O’Shaughnessy sorted all stocks by value. He found that stocks with low P/S ratio, on average, delivered the best performance in the future compared to the P/E ratio and other fundamental measures. This is one way to evaluate the ratio’s predictive ability and is one test that does matter to investors.
Another advantage of the P/S ratio is that it is the most inclusive of the common fundamental metrics. It includes more stocks than the P/E ratio or P/B ratio on the list of potential investments.
This Leaves The Question Of How To Measure Value
One approach that could be most useful is to compare the stock’s ratio to the industry average or the stock’s own long term average. Either approach will show whether the value is higher or lower than average.
Perhaps the best approach would be a combination of the two comparisons. For example, an investor could limit the search for value to stocks that are currently trading with a P/S ratio below the industry average and below the average ratio of the last 5 years for that stock.
This week, about 17% of publicly traded companies passed that screen. This should provide a sufficient starting point for investors seeking to build out a value based portfolio.

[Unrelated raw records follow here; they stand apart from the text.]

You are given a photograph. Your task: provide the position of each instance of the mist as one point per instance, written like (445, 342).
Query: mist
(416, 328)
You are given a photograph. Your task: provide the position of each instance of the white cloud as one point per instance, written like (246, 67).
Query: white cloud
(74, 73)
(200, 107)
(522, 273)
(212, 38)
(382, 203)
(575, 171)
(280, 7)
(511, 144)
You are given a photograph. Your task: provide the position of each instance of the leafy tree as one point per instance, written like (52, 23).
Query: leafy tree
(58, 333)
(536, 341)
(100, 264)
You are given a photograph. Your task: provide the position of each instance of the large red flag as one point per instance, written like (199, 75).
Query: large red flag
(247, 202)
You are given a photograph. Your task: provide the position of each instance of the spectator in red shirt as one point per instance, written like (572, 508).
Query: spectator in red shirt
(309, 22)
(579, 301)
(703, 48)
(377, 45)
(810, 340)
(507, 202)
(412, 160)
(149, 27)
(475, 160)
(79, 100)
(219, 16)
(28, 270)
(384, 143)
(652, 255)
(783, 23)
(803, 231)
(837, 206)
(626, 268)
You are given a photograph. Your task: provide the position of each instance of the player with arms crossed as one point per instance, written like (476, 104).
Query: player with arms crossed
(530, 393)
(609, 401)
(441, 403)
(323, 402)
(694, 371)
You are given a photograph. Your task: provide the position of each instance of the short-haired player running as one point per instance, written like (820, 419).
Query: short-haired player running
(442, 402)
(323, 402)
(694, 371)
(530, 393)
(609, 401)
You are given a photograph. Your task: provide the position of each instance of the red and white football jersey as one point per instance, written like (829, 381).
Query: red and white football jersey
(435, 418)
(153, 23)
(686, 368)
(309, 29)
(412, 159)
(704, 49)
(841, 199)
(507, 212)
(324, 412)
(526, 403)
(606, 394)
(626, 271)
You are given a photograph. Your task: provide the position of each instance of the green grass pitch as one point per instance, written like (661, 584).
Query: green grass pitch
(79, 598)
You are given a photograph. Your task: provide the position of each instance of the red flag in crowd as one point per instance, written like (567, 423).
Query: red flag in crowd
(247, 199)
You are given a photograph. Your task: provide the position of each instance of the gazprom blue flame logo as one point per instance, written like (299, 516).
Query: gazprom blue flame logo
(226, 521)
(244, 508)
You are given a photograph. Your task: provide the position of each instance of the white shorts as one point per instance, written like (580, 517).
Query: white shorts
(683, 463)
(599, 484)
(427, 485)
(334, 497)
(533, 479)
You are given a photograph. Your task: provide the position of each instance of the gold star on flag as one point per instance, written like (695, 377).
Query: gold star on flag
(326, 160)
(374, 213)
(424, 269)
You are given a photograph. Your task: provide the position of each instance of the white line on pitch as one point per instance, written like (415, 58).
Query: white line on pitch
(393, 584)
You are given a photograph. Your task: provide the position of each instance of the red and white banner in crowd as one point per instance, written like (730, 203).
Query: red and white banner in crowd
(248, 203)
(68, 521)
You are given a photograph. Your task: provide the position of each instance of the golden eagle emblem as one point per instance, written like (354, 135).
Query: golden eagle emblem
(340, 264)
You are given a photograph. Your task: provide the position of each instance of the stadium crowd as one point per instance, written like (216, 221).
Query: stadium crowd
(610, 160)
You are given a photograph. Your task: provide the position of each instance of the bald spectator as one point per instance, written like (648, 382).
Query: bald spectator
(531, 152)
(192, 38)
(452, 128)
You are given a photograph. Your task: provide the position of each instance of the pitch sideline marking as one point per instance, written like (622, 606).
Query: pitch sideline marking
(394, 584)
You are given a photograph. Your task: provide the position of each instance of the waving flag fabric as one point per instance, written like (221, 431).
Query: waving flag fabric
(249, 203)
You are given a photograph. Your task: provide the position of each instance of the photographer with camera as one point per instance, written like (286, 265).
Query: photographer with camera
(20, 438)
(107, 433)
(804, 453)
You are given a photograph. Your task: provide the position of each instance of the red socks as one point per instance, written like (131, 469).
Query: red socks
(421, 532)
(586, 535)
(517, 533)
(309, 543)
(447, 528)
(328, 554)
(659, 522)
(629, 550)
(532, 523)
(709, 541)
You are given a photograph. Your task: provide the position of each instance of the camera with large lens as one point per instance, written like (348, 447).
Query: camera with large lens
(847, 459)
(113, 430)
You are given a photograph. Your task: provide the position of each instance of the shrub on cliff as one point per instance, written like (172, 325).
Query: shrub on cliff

The second step could be to find stocks with better than average relative strength. This is the approach O’Shaughnessy applied and found to deliver the best performance. Requiring stocks to be in the top half based on performance over the past six months narrowed the list to just 5.6% of publicly traded stocks.
From here, an investor could add additional criteria such as requiring the company to be growing sales over the past year or even in each of the past five years. Or, an investor could scan charts of these stocks to find technical patterns of interest.
The possibilities are, in all honesty, endless. However, any approach is likely to meet with success if it begins with value and is applied consistently over the long run.
No Matter How It Is Measured, Value Is At The Heart Of Many Disciplined Trading Strategies.